The populations were medical trainees preparing for full registration as a medical practitioner (74) and supervisors who undertook ≥2 end-of-term summative assessments (n = 349) from a single institution. Confirmatory Factor Analysis was used to evaluate assessment internal construct validity. The hypothesised competency construct model to be tested, identified by exploratory factor analysis, had a theoretical basis established in workplace-psychology literature. Comparisons were made with competing models of potential competency constructs including the competency construct model of the original assessment. The optimal model for the competency constructs was identified using model fit and measurement invariance analysis. Construct homogeneity was assessed by Cronbach's α. Reliability measures were variance components of individual competency items and the identified competency constructs, and the number of assessments needed to achieve adequate reliability of R > 0.80.

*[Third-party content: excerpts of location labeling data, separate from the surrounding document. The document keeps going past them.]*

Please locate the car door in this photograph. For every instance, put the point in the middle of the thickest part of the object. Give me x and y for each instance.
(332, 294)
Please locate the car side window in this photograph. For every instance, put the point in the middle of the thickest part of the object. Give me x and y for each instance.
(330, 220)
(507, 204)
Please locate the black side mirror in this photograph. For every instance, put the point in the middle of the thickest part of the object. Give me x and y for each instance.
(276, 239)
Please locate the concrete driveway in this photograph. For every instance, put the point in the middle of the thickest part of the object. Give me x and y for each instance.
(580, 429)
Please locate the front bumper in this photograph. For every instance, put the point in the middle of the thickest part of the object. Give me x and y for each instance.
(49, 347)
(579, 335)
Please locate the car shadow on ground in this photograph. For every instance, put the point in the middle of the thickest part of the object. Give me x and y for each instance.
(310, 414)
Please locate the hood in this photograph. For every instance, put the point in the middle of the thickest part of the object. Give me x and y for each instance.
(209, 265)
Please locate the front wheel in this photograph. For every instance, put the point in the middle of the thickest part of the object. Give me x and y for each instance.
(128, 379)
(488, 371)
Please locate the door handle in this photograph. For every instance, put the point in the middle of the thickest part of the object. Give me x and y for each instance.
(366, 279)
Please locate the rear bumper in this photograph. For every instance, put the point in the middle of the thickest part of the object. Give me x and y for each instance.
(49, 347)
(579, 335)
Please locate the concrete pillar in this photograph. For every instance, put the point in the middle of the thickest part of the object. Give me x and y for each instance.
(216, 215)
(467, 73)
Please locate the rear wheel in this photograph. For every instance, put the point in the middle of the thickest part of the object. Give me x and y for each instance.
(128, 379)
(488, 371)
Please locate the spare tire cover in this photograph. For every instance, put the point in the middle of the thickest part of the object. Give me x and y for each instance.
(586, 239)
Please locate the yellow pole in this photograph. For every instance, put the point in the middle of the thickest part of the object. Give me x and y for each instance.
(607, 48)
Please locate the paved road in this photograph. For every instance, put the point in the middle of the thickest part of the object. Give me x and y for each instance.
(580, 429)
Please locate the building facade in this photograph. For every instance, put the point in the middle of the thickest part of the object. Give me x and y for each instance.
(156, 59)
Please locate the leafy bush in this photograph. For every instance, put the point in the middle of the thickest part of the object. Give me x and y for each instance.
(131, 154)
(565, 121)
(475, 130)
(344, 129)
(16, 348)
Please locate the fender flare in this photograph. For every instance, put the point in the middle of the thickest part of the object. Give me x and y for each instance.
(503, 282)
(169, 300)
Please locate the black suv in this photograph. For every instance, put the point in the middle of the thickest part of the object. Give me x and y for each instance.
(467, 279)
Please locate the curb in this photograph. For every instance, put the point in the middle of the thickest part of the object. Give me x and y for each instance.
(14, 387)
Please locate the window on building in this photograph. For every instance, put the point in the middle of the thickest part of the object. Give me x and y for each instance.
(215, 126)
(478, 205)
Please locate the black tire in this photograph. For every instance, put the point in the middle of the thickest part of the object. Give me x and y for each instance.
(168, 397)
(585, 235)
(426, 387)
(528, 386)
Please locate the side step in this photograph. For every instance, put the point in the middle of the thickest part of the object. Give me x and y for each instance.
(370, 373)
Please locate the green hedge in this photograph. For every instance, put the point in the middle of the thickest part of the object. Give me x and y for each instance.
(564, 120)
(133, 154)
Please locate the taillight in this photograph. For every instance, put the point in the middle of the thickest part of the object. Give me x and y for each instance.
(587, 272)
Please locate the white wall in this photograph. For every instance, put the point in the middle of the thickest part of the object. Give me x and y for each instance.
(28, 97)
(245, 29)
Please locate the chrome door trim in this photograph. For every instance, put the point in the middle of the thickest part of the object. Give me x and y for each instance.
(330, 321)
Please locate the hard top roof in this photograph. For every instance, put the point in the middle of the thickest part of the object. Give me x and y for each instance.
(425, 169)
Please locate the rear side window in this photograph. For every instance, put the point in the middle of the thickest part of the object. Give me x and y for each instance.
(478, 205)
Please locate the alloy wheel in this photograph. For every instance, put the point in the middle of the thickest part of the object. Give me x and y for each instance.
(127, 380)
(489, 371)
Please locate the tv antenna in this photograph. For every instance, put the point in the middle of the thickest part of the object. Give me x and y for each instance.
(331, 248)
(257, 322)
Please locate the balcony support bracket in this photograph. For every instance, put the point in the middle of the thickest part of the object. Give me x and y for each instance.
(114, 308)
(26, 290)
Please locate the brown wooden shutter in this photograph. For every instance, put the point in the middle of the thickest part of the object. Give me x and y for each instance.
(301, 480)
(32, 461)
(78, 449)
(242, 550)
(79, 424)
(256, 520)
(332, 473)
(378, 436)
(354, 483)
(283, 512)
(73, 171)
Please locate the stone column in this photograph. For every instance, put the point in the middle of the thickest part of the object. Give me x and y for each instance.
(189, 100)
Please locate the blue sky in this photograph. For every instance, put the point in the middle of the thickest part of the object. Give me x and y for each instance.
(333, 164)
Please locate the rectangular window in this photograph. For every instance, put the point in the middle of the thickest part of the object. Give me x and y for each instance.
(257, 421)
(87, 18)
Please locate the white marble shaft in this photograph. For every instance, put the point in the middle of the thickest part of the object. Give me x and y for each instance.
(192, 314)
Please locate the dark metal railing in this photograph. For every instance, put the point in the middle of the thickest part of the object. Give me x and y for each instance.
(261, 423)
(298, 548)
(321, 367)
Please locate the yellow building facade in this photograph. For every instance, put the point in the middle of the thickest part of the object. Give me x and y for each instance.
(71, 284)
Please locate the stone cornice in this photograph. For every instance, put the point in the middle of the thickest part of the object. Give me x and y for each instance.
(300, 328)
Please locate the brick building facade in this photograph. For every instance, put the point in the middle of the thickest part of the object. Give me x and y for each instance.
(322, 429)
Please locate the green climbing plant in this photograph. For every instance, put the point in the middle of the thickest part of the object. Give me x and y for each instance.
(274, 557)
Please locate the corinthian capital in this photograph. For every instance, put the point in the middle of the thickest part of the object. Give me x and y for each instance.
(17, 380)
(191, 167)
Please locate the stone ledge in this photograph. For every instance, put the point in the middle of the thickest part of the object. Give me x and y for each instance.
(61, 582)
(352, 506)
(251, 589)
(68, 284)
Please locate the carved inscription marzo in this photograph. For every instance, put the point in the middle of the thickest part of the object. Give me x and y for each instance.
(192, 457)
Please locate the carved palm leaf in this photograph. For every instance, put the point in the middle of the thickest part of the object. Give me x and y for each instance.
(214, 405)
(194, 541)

The hypothesised competency constructs of "general professional job performance", "clinical skills" and "professional abilities" provides a good model-fit to the data, and a better fit than all alternative models. Model fit indices were χ2/df = 2.8; RMSEA = 0.073 (CI 0.057-0.088); CFI = 0.93; TLI = 0.95; SRMR = 0.039; WRMR = 0.93; AIC = 3879; and BIC = 4018). The optimal model had adequate measurement invariance with nested analysis of important population subgroups supporting the presence of full metric invariance. Reliability estimates for the competency construct "general professional job performance" indicated a resource efficient and reliable assessment for such a construct (6 assessments for an R > 0.80). Item homogeneity was good (Cronbach's alpha = 0.899). Other competency constructs are resource intensive requiring ≥11 assessments for a reliable assessment score.

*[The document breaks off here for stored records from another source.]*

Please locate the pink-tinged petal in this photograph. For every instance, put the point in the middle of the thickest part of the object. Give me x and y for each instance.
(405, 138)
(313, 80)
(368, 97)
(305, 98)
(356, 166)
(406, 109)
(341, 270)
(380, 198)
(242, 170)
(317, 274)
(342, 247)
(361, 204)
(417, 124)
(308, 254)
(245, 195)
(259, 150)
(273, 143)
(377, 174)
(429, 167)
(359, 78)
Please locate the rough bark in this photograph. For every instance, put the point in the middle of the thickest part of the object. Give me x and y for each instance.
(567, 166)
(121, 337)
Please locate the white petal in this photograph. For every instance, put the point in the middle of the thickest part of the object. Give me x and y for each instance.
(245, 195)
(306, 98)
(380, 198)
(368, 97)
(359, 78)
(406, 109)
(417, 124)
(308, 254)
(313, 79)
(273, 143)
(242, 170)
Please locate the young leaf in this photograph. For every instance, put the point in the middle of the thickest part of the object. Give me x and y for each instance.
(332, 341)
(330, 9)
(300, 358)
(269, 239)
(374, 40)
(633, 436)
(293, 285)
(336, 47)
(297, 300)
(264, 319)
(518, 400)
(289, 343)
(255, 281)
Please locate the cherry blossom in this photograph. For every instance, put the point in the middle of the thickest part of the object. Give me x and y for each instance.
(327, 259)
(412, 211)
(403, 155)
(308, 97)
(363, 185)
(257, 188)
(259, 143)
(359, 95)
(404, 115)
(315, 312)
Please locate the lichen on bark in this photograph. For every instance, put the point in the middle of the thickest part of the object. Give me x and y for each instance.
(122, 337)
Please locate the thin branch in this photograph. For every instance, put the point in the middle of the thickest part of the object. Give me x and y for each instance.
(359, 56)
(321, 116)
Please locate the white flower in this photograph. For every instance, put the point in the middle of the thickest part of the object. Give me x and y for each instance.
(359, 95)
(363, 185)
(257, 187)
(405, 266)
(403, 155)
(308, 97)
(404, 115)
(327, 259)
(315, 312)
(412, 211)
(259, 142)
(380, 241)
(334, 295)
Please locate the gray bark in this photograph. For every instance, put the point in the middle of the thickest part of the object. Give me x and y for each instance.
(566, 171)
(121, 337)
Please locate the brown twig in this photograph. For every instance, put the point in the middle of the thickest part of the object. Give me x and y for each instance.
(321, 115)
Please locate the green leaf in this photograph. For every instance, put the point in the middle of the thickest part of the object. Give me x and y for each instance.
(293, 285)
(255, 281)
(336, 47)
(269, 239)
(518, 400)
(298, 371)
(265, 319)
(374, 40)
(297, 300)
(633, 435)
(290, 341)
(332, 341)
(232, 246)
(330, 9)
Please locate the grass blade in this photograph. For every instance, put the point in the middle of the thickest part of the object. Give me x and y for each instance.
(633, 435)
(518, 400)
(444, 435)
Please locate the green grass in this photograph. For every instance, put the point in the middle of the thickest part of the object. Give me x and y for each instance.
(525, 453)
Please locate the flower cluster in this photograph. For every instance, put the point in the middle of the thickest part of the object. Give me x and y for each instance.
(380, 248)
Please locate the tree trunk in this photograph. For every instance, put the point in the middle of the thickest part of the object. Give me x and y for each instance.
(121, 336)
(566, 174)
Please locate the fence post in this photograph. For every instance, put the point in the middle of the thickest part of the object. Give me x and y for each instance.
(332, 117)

Internal validity and reliability of clinical competence assessments using judgement-based methods are acceptable when actual competency constructs used by assessors are adequately identified. Validation for interpretation and use of supervisors' assessment in local training schemes is feasible using standard methods for gathering validity evidence.
对采用基于判断方法的临床评估进行的评价经常表明,就其解释和预期用途而言,这些评估的可靠性和内部效度证据欠佳。本研究的目的是通过评估预职业医学实习生主管期末总结性评估中能力结构的内部效度和可靠性,来增强该效度证据。
研究对象为准备获得医生完全注册资格的医学实习生(74名)和来自单一机构、进行过≥2次期末总结性评估的主管(n = 349名)。采用验证性因素分析来评估评估的内部结构效度。通过探索性因素分析确定的待测试的假设能力结构模型,在工作场所心理学文献中有理论依据。将其与潜在能力结构的竞争模型进行比较,包括原始评估的能力结构模型。使用模型拟合和测量不变性分析确定能力结构的最佳模型。通过Cronbach's α评估结构同质性。可靠性测量指标为各个能力项目和确定的能力结构的方差成分,以及为实现R > 0.80的充分可靠性所需的评估次数。
“一般专业工作表现”“临床技能”和“专业能力”的假设能力结构与数据拟合良好,且比所有替代模型拟合得更好。模型拟合指数为χ2/df = 2.8;RMSEA = 0.073(95%置信区间为0.057 - 0.088);CFI = 0.93;TLI = 0.95;SRMR = 0.039;WRMR = 0.93;AIC = 3879;BIC = 4018)。对重要人群亚组进行嵌套分析,结果表明最佳模型具有充分的测量不变性,支持完全度量不变性的存在。能力结构“一般专业工作表现”的可靠性估计表明,对该结构进行评估既高效又可靠(R > 0.80时需要6次评估)。项目同质性良好(Cronbach's α = 0.899)。其他能力结构需要大量资源,可靠评估分数需要≥11次评估。
当评估者使用的实际能力结构得到充分认同时,采用基于判断方法的临床能力评估的内部效度和可靠性是可以接受的。使用收集效度证据的标准方法,对当地培训计划中主管评估的解释和使用进行验证是可行的。